Nos autos de recurso jurisdicional em referência, veio a recorrente impugnar a sentença de fls. 41 a 47 do TAF de Almada que julgou improcedente a oposição à execução fiscal e pede a revogação do decidido, para o que conclui que violou os artºs 204º e 263º do CPPT e 268º, 659º e 138º, nºs 3 e 4 do CPC, porque afinal do documento de liquidação consta o ano de 2003, quando efectivamente se reporta ao ano de 2000 e a sentença não teria respeitado os princípios da legalidade e da estabilidade da instância, ao fixar como provado o facto de a contribuição se reportar a 2000 e não ao ano de 2003 que da mesmo consta.
A Fazenda Pública não contra-alegou.
A meu ver, a sentença recorrida não sofre de qualquer censura razoável e o recurso improcederá.
Com efeito, sempre a ora recorrente entendeu existir um erro manifesto na indicação do ano de 2003, como resulta da petição e da alegação; a Fazenda Pública afirma no artº 1º da contestação à oposição, cfr. fls. 31, que se trata de erro, “por lapso do título executivo menciona 2003”; o parecer do Ministério Público de fls. 40 refere-se-lhe como sendo “manifestamente um lapso de inscrição” e a sentença afirma “que é manifesto que a referência ao ano de 2003 constitui um lapso” e portanto rejeitou a invocada falsidade do título.
É óbvio que nos deparamos com um erro de escrita, erro material, manifesto, ostensivo, patente e evidente, imediatamente apreensível por qualquer destinatário médio e que não suscitou qualquer dúvida aos intervenientes processuais.
Como resulta do disposto nos artºs 249º do CC e 148º do CPA, o erro de escrita confere o direito à sua rectificação pelo órgão competente para a revogação do acto, a todo o tempo e com efeitos retroactivos, oficiosamente ou a pedido dos interessados e respeitando-se a forma e a publicidade do acto rectificado e tanto basta aos princípios da boa fé, da proporcionalidade e da justiça na relação entre o impugnante e a Administração Tributária, nunca sendo caso de anulação da liquidação.

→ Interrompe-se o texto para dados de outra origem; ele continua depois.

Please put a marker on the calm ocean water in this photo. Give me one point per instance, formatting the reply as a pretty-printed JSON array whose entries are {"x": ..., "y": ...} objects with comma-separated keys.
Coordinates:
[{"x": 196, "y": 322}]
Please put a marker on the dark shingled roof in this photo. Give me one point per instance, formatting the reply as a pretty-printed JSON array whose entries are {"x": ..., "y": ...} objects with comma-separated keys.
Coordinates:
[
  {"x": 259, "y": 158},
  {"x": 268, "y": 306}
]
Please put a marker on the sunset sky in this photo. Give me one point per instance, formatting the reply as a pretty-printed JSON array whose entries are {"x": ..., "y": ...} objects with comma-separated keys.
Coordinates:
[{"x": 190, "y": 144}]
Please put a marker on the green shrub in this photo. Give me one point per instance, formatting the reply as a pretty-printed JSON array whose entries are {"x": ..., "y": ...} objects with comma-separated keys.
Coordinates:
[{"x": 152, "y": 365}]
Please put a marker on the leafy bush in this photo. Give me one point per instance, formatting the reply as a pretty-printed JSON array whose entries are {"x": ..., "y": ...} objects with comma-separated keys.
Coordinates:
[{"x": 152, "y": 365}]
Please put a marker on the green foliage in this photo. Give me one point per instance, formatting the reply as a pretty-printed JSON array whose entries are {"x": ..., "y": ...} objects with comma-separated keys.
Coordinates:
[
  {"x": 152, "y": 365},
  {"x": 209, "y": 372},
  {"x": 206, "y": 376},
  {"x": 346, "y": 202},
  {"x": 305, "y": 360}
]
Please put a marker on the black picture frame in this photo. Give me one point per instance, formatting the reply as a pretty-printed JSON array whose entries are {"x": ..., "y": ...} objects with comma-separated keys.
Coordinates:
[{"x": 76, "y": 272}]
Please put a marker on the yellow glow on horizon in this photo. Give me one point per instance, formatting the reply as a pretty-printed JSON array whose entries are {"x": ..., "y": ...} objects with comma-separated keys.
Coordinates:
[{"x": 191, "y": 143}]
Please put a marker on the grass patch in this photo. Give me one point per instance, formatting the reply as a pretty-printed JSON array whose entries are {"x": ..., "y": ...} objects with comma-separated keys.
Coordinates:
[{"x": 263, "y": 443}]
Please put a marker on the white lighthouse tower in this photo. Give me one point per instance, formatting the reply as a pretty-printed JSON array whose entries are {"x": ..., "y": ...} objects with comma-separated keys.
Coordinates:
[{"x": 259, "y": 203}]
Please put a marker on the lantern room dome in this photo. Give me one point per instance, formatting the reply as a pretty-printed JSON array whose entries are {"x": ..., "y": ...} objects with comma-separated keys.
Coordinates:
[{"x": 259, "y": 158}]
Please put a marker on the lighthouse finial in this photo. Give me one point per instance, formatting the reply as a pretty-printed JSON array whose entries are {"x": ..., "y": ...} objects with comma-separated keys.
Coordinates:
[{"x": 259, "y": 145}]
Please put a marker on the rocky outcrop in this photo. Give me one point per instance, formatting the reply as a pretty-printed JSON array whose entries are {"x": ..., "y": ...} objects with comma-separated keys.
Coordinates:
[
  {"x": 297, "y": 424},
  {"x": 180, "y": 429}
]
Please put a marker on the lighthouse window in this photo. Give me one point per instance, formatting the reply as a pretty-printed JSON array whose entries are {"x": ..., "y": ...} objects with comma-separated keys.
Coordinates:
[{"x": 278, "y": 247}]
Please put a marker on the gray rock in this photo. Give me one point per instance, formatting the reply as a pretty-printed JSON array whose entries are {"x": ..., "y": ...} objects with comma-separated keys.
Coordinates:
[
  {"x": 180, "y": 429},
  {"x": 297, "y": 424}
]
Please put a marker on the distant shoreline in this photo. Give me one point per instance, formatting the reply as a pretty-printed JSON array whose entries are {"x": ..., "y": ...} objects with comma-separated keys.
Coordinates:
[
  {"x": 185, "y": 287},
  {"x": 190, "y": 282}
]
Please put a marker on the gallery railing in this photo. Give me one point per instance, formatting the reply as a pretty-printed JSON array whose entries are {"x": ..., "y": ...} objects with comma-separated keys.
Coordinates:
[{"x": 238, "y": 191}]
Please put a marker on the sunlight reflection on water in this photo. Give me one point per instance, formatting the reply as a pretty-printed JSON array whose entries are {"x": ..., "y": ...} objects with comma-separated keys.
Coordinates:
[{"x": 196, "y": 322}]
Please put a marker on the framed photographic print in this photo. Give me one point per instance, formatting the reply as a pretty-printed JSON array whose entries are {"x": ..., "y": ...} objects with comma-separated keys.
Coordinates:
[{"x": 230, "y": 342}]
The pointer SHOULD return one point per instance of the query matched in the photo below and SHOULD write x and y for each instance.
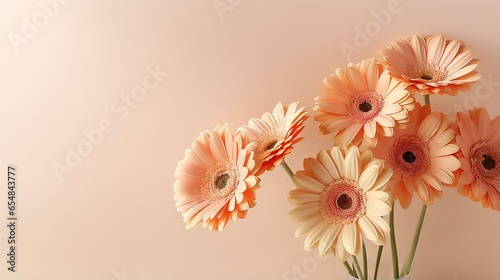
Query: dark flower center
(409, 157)
(344, 201)
(426, 77)
(221, 182)
(365, 107)
(271, 145)
(487, 162)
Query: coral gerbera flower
(479, 141)
(215, 180)
(361, 101)
(275, 134)
(339, 199)
(431, 64)
(421, 156)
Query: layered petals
(275, 134)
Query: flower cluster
(386, 147)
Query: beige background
(112, 214)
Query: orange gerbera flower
(479, 141)
(216, 180)
(275, 134)
(361, 102)
(340, 198)
(431, 64)
(421, 156)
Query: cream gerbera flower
(479, 141)
(431, 64)
(215, 180)
(339, 199)
(360, 102)
(275, 134)
(421, 156)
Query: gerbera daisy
(275, 134)
(215, 180)
(339, 199)
(431, 64)
(479, 141)
(361, 101)
(421, 156)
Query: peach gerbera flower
(421, 156)
(215, 180)
(339, 199)
(431, 64)
(275, 134)
(361, 101)
(479, 141)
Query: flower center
(483, 160)
(426, 77)
(427, 71)
(409, 155)
(220, 182)
(488, 163)
(271, 145)
(342, 202)
(364, 106)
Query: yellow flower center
(428, 72)
(342, 202)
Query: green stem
(356, 267)
(287, 168)
(413, 249)
(377, 264)
(365, 261)
(394, 249)
(349, 269)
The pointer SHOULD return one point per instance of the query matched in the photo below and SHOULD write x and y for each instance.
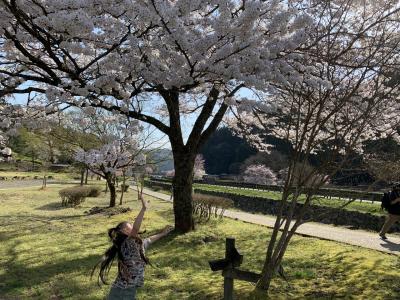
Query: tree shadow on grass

Sendo o lapso de escrita sempre rectificável nada mais é exigível, pois não se contestam os factos declarados e se admite o lapso com o sentido considerado na sentença, devendo conclui-se que está comprovado o facto que se quis declarar e foi erroneamente declarado, porque contido na declaração, como pressuposto da aplicação do artigo 249º do CC, que o erro de escrita se revele no próprio contexto da declaração ou através das circunstâncias em que a declaração é feita.
Daqui não poder concluir-se como o recorrente, pois mesmo até em julgamento, “Formulado, por erro de escrita, quesito que mereceu resposta negativa do tribunal, nada impede que face à demais prova produzida se conclua em sentido contrário à resposta negativa dada a um quesito que se fundou em erro de escrita." - Ac. do STA de 11.11.97, R. 42020.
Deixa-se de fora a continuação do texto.